Heapify: A Linear-Time Operation
- Show Floyd's heapify is a linear-time operation.
Each node, in Floyd's algorithm, in the worst case, sinks to become a leaf. The sink operation involves repeatedly (recursively) swapping the value with one of the children. Let's make the following observation:
Each node at height $h$ makes at most $h$ swaps (down).
So if you are a leaf, at height $h=0$, you make no swaps down. If you are one level higher, at height $h=1$, you make at most one swaps down. And so on. Let's make the following observation:
In a complete binary tree with $n$ nodes, there are $\left \lceil \frac{n}{2} \right \rceil$ nodes at height $h=0$ (leaves), $\left \lceil \frac{n}{4} \right \rceil$ nodes at height $h=1$, $\left \lceil \frac{n}{8} \right \rceil$ nodes at height $h=2$, $\dots$
In general, there are at most $\left \lceil \frac{n}{2^{h+1}} \right \rceil$ nodes of height $h$, so the cost of building a heap is
$$ \sum_{h=0}^{\left \lfloor \lg n \right \rfloor} \left \lceil \frac{n}{2^{h+1}} \right \rceil \Omicron(h) $$
We can rewrite the above expression as
$$ O \left ( \sum_{h=0}^{\left \lfloor \lg n \right \rfloor} \left \lceil \frac{n}{2^{h+1}} \right \rceil h \right ) $$
Since $n$ does not depend on the value of $h$, it can be moved out of the fraction
$$ O \left ( n \sum_{h=0}^{\left \lfloor \lg n \right \rfloor} \left \lceil \frac{h}{2^{h+1}} \right \rceil \right ) $$
Further observe that $\left \lceil \frac{h}{2^{h}\times 2} \right \rceil < \frac{h}{2^{h}}$ and we can use the upper-bound within big-O notation.

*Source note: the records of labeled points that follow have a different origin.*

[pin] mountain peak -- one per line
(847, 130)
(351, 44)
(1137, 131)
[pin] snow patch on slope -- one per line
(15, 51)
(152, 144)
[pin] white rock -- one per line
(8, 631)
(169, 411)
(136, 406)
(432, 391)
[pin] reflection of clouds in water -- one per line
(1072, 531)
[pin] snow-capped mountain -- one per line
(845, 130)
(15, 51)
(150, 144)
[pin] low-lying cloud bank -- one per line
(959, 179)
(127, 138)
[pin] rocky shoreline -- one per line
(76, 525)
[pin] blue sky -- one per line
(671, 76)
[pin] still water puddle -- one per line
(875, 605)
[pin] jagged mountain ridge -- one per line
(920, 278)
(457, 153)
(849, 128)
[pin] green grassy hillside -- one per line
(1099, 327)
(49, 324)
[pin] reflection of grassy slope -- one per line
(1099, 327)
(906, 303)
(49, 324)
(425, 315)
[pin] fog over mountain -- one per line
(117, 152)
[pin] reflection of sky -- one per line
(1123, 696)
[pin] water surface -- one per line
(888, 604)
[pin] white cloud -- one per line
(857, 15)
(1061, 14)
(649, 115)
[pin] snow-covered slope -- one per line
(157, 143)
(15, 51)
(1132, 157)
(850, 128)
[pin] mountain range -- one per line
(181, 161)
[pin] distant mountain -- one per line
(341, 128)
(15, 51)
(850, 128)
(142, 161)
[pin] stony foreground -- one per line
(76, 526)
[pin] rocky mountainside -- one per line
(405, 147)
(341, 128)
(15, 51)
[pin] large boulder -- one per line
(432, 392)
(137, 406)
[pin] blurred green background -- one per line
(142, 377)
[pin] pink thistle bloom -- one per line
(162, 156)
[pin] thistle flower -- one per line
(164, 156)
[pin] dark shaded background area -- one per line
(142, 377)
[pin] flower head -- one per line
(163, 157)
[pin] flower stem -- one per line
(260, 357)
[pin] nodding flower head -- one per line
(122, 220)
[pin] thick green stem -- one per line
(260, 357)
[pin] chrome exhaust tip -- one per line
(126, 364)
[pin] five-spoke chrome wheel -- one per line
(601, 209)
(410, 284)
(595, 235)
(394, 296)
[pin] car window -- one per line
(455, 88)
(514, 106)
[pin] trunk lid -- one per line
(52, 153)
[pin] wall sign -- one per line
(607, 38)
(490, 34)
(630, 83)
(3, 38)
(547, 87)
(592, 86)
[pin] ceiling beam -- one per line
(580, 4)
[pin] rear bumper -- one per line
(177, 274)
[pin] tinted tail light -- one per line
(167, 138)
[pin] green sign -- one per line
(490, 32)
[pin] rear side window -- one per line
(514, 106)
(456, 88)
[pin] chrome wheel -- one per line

$$ O \left ( n \sum_{h=0}^{\left \lfloor \lg n \right \rfloor} \frac{h}{2^{h}} \right ) $$
Moreover,
$$ \sum_{h=0}^{\left \lfloor \lg n \right \rfloor} \frac{h}{2^{h}} < \sum_{h=0}^{\infty} \frac{h}{2^{h}} $$
And, we can use the upper-bound within big-O notation: $$ O \left ( n \sum_{h=0}^{\infty} \frac{h}{2^{h}} \right ) $$ It turns out the summation converges to $2$: (It is beyond the scope of this course to prove this, but you can check it out on Wolfram Alpha.)
$$ \sum_{h=0}^{\infty} \frac{h}{2^{h}} = 2 $$
Therefore, we get the following which means the heapify operation is linear time.
$$ O \left ( n \times 2 \right ) = O \left ( n \right ) $$
A more intuitive analysis
Let's consider a perfect binary tree; here is a less accurate but more intuitive analysis:
Height | #nodes | worst-case #swaps | Total work |
---|---|---|---|
$0$ | $n/2$ | $n/2 \times 0 = 0$ | $0$ |
$1$ | $n/4$ | $n/4 \times 1 = n/4$ | $n/4$ |
$2$ | $n/8$ | $n/8 \times 2 = n/4$ | $n/2$ |
$3$ | $n/16$ | $n/16 \times 3$ is close to $n/8$ | $n/2 + n/8$ |
$4$ | $n/32$ | $n/32 \times 4 = n/8$ | $n/2 + n/4$ |
$5$ | $n/64$ | $n/64 \times 5$ is close to $n/16$ | $n/2 + n/4 + n/16$ |
$6$ | $n/128$ | $n/128 \times 6$ is close to $n/16$ | $n/2 + n/4 + n/8$ |
$\vdots$ | $\dots$ | $\dots$ | $n/2 + n/4 + n/8 + \dots$ |
The summation for total work is in $\Omicron(n)$.
Resources
For a more detailed analysis of Floyd's algorithm, refer to Page 157 (Chapter 6, Section 3) of CLRS.